Weißt Du was? Ganz stimmt das nicht. Zwar ha­ben wir die Zeit­ein­tei­lung er­fun­den, das ja. Aber die Zeit als sol­che muss mir je­mand ge­schenkt ha­ben, da ich stän­dig Zeit ha­be - für mei­ne flei­ßi­ge Frau, mei­ne ge­plag­ten Kin­der, mei­ne Freun­de, mei­ne Hob­bies, die­sen Weih­nachts­brief ... Ich wer­de mir für das Neue Jahr vor­neh­men, Zeit dem zu wid­men, von dem ich spü­re, dass es in der Jetzt­zeit wich­tig und wert­voll ist. Ich sto­cke. Ich spü­re, dass das Ge­schenk der Zeit ein per­sön­li­ches The­ma ist - Zeit zur Um­kehr! - und gebe dem Raum ...

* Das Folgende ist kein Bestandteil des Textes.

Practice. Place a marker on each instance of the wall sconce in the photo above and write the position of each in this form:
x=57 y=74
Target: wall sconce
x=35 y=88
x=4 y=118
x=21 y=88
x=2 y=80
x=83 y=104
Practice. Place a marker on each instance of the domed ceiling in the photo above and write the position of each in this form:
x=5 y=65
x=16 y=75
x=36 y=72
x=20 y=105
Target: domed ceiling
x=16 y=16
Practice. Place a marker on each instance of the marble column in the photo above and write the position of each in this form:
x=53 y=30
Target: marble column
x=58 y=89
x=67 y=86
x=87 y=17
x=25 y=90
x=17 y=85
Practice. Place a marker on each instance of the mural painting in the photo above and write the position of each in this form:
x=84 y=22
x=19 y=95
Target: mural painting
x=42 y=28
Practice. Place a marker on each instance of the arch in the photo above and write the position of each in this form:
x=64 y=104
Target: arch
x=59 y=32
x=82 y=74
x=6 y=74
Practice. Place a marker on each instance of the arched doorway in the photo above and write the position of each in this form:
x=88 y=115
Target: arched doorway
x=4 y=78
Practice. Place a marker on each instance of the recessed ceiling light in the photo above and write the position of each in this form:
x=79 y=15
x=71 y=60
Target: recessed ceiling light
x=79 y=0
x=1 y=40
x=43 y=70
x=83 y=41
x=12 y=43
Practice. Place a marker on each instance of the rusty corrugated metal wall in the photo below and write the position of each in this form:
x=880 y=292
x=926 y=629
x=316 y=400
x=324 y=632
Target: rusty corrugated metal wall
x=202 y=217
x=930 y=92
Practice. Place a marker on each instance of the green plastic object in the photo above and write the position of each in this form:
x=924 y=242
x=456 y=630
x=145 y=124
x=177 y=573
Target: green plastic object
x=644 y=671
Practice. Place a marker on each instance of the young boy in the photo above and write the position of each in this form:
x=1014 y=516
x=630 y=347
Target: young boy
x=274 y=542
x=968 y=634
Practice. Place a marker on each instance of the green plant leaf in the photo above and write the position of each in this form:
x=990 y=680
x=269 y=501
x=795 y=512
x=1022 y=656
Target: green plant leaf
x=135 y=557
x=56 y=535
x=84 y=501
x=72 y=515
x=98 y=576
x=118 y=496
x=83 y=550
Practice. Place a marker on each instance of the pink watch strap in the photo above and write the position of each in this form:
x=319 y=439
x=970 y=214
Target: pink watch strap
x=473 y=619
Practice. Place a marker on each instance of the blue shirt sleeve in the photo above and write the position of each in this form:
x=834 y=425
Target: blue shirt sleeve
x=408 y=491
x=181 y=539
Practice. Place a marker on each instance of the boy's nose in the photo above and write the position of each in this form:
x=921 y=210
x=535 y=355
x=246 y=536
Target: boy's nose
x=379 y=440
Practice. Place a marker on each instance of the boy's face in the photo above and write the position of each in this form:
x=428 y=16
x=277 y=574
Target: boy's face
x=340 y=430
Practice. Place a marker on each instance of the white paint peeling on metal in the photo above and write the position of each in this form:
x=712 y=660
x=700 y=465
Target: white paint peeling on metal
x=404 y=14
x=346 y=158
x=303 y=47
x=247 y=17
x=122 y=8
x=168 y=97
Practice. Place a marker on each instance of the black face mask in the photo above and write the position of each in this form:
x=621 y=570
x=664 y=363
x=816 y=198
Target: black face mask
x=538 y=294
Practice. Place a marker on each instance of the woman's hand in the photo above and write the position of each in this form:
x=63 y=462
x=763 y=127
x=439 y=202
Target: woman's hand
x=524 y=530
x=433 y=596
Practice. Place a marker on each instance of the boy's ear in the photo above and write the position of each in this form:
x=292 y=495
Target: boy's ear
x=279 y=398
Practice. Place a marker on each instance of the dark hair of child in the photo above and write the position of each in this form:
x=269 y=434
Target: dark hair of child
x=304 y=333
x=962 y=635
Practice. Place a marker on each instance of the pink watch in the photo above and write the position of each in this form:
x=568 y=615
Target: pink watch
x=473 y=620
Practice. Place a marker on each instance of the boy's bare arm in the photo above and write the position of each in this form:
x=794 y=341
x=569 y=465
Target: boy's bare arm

Zu Weih­nach­ten gibt es den spe­ziel­len Au­gen­blick, an dem die Ener­gie des al­ten Jah­res in sich zu­sam­men­fällt und das neue Jahr noch nicht da ist. Das ist der Au­gen­blick der Stil­le, wohl der still­sten Stil­le, die es ge­ben kann. In die­ser Stil­le spürst Du - gar nichts. Der Lärm des al­ten Jah­res hallt noch ei­ne Wei­le in Dir nach, ver­ebbt aber und ver­stummt. Dann ist Stil­le. "Stil­le Nacht" be­gann man in Salz­burg zu sin­gen und singt es jetzt über­all. Du schwingst dann wie sonst nie im kos­mi­schen Rhyth­mus. Ir­gend­wann merkst Du, dass Du in ei­ne neue Um­dreh­ung ein­ge­tre­ten bist und möch­test spü­ren, wie sich das Neue an­fühlt. Das ist dann der Au­gen­blick, an dem Du ge­bo­ren bist. Das Kind. Das Jahr.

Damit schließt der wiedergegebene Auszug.